How can I tell Johnathan all this? What can I say?

“You know. I wasn’t stationed on Camp Victory,” said Jake.

“Oh. I thought that’s what—” started Johnathan.

“—No. I was on Camp Ferrin-Huggins. It was called Camp Falcon before that, I think. I always thought the name was strange. Not warlike, it wasn’t a
war
name like some of the others. Babylon, Arrow, Apache, Anaconda, Balad, Blackjack, Bushwaker, Iron Horse, Liberty, Patriot, Shield, Renegade, Raider, those were good names, hell, even Camp Victory sounded more
war like
than Ferrin-Huggins.”

“Where’s this going, Jake?” asked Johnathan. The drunken slur had evaporated. In his voice Jake could sense strength as well as comfort, or at least as much as one can get from another hardened soldier so early in the morning.

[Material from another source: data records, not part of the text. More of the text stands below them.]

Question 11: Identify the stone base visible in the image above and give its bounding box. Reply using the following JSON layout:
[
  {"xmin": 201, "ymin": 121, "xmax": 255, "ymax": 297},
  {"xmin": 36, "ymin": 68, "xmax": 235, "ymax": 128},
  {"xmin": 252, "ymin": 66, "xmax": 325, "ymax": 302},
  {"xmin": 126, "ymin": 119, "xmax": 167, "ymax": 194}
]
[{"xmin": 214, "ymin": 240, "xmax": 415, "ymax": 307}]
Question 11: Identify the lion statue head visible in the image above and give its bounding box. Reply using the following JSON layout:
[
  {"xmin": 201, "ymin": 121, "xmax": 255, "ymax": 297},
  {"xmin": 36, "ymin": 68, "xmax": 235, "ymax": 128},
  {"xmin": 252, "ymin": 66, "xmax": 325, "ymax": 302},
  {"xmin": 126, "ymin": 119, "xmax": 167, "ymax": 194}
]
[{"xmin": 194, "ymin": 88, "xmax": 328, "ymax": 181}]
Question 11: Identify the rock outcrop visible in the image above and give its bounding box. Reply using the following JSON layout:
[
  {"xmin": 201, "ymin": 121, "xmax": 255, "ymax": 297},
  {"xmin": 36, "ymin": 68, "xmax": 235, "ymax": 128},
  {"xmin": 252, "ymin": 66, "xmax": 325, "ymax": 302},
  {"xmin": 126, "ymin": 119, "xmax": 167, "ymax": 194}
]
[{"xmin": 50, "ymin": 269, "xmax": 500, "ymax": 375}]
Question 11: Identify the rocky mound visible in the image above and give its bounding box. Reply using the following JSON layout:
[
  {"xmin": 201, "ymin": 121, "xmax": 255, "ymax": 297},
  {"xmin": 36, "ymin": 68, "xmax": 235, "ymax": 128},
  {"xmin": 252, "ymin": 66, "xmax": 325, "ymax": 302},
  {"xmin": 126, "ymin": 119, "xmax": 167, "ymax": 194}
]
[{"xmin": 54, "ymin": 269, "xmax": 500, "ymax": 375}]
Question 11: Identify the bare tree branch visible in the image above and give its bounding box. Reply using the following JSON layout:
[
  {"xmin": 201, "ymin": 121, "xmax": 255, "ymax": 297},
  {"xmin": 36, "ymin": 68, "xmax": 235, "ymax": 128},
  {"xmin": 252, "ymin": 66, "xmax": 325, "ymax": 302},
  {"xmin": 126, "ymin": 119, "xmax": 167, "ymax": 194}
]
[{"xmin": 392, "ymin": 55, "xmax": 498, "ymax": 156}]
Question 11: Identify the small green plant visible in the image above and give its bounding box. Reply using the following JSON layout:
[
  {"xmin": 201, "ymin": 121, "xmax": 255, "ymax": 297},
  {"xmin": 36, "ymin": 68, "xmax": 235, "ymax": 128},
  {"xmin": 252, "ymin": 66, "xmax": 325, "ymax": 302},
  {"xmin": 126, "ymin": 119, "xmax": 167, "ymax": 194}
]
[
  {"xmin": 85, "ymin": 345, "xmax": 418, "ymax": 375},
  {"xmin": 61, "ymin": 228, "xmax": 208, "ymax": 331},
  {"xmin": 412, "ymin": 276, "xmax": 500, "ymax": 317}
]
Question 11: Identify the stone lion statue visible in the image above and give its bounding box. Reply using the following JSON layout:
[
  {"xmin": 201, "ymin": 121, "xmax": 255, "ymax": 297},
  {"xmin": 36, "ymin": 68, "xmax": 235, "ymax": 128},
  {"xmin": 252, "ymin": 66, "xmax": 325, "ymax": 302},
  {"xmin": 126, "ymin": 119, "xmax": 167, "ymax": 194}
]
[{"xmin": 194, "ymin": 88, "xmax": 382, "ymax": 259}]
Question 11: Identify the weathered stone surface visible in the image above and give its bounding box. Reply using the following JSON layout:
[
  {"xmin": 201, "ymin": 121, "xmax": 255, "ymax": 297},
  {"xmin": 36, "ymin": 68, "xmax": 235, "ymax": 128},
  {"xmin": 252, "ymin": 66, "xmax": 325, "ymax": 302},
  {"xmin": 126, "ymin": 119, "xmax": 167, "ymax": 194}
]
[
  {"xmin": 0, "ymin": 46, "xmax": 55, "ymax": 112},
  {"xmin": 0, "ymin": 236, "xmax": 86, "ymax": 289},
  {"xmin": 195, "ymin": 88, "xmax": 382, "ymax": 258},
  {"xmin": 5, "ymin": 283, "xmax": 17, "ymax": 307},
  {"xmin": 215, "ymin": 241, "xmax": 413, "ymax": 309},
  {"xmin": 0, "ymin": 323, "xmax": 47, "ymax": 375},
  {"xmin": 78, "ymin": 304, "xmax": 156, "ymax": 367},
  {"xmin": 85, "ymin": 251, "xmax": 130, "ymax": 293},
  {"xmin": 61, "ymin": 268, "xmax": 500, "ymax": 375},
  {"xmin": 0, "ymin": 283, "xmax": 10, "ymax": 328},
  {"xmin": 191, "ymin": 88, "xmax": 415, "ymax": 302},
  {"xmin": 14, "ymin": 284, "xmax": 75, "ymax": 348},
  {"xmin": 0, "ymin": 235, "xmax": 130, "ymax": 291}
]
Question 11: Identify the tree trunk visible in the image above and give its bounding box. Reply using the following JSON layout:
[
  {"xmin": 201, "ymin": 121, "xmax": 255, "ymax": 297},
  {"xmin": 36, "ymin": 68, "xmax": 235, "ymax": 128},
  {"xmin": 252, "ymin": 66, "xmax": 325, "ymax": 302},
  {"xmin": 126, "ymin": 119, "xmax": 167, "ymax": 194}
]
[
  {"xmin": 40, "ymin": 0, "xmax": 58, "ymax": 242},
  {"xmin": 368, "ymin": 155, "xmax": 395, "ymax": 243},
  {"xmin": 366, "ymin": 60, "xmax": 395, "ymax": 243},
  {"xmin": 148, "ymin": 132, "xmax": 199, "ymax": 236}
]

“Something—happened—during my deployment. I’m not saying I’ve had it worse than others. I didn’t have it worse than…
you
. But…I saw someone get killed over there, another soldier. He was so young, Johnathan. But I guess we all were. Age takes on a different meaning when you’re
in
. Anyways, I never went on mission, unless it was on a convoy to Victory. Loved to go on
those
trips out the wire. Second stop was always the Burger King trailer for a round of Whoppers. Well, Ferrin-Huggins was no picnic, and took its share of mortars. On one occasion, I was leaving chow and the in-coming alarm starting blaring. I made it to the bunker before it started raining. But there was a soldier who didn’t. Well…I gave him his
Last Rites
, right there, on the field. And…”

“So, what? Are you having nightmares now? Are you—” Johnathan started.

“—just shut up a minute, will ya? Listen. That soldier died in front of me. I swear to God he did. No way he could have survived,” Jake interrupted. The panic returned. He kept his eyes on the road, between the blinds, under the bypass. Searching. Waiting. Next door, cheap mattress springs started to whine in violent thrusts.

“Oh yeah, baby…hmm. You fuck so good. Your dick is so big,”
the woman moaned loudly through the wall, masking partially the man’s strenuous grunts.

She sounds Vietnamese
, Jake thought.

“Okay…he died. It sucks man, I know, trust me, I know, but—” Johnathan said, confused and mocking patience.

“He
was
dead,” Jake corrected.

Silence.

“Was?”

“I saw him, Johnathan. I know it sounds nuts. But I saw that dead soldier at St. Hubert’s, where I preach. He was…it doesn’t matter. What I want to know is if I’ve gone over the edge. Am I going
Looney Tunes
, or what?” Jake pleaded.

Silence on the line. The only sounds were coming from next door. The bedsprings dancing the cuckolds jig. Blessed fornication. Lascivious boot knocking. Redeeming lewd and lustful whoopie.
Oh, the heart wants what the heart wants, ain’t that true, Jake, ain’t that true?
Renfield spoke from somewhere in his head.

“Did you hear what I said?” Jake asked, cried.

More moans next door. The final thrusts of wood against the wall accompanied by the shrill cry of a fake orgasm, or maybe it was real, it’s not quite easy to tell sometimes. “
Oh baby, oh baby. You’re so big in my tight pussy. I’ve been bad, oh baby, I’ve been so bad,”
the woman screamed, followed by the stuttered grunt of her
John
. Jake looked down at the Gideon’s bible sitting fat on the bedside table.
Jesus, please…God, I can go for a lay right now
.
Just send me a blessed virgin and I’ll never ask for a thing again.